В этот раз он был почему-то очень грустен и повел странные речи:
- С человеком все можно сделать. Вот, например, возьми волка. Или другого зверя. Если его запереть в клетку, он будет на стены бросаться, ходить целыми днями из угла в угол, искать выхода. Не успокоится. А человек!.. Загони в любой грязный сырой подвал, в сарай, в яму, где темно, скользко, воняет, - что он будет делать? Он как только осмотрится и придет в себя, подойдет к кому-нибудь, начнет расспрашивать, как тут что, когда жрать дают, - начнет обживаться...
В его словах чувствовалось не осуждение этого человека, а болезненное сочувствие его безвыходному положению. Подозреваю, что он что-то слышал о тучах надо мной (ведь достаточно для нашего маленького заведения людей знало про это - кто-то мог поделиться и с Витей) и слова эти - реакция, усиленная встречей. Но не исключено, что трагическое самоощущение, проявившееся в его словах, было связано с другими, более давними, переживаниями - все-таки он был с многострадальной Кубани.
Вечером (потом я узнал, что это был еще и День чекиста) я вместе с упоминавшимся уже Максимом Толмачевым читал стихи в каком-то клубе.
Вернулись домой. Помню, когда я уже ложился, явился откуда-то Расул Гамзатов сильно подшофе и завалился спать (наши койки были рядом). Я тоже заснул. И очень скоро, как мне показалось, был разбужен. Надо мной стоял "лазоревый" (выражение А.К. Толстого) подполковник и требовал документы. После того как я предъявил паспорт, он сунул мне в глаза какую-то бумагу: "ОРДЕР" - запрыгали у меня перед глазами буквы. Я вгляделся внимательней - несмотря ни на что, не в силах поверить в реальность происходящего. Но это действительно был ордер на мой арест, подписанный каким-то зам. министра ГБ и, кажется, заместителем генпрокурора СССР. А может, и самим генеральным - мне было не до подробностей.
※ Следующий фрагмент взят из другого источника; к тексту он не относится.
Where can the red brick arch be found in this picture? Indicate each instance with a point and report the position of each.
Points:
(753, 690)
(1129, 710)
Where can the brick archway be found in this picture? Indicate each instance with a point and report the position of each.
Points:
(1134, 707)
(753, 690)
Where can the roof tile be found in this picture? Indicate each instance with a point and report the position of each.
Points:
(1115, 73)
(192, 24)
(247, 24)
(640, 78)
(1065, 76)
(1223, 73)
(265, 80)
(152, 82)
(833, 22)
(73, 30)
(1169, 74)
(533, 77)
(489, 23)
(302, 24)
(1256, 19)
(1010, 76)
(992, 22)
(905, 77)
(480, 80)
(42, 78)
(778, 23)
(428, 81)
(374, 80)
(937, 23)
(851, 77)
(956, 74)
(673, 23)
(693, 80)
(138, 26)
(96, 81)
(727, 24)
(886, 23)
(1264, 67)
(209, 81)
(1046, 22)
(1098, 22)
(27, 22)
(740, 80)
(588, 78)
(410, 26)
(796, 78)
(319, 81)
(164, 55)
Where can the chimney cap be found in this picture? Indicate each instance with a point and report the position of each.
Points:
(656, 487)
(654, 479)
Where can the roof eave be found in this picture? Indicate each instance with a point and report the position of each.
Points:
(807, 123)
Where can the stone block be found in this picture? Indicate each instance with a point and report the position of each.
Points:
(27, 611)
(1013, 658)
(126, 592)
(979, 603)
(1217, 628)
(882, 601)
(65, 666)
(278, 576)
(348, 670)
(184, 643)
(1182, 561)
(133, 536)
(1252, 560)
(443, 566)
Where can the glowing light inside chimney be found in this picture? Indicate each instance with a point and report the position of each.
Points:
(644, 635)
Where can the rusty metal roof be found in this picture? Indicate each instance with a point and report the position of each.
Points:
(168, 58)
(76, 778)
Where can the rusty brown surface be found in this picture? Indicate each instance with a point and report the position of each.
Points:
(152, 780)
Начиная описывать сцену своего ареста, я не собираюсь вступать в какое бы то ни было соревнование с другими, часто очень талантливыми писателями, в том числе с Тендряковым, описавшими это событие задолго до меня. И описавшими его, в общем, верно. Некоторые из них увидели эту сцену раньше, чем я, - я был не первый, кого разбудил лазоревый подполковник. Как мне потом рассказали, для того чтоб найти меня, будили всех подряд и спрашивали документы, даже другое, недавно заселенное, помещение разбудили. Но я буду строго придерживаться мемуарного жанра - говорить лишь о том, что видел, слышал, чувствовал и запомнил лично. Как всегда, не отказываясь и от сегодняшнего осмысления, но отделяя его от тогдашнего.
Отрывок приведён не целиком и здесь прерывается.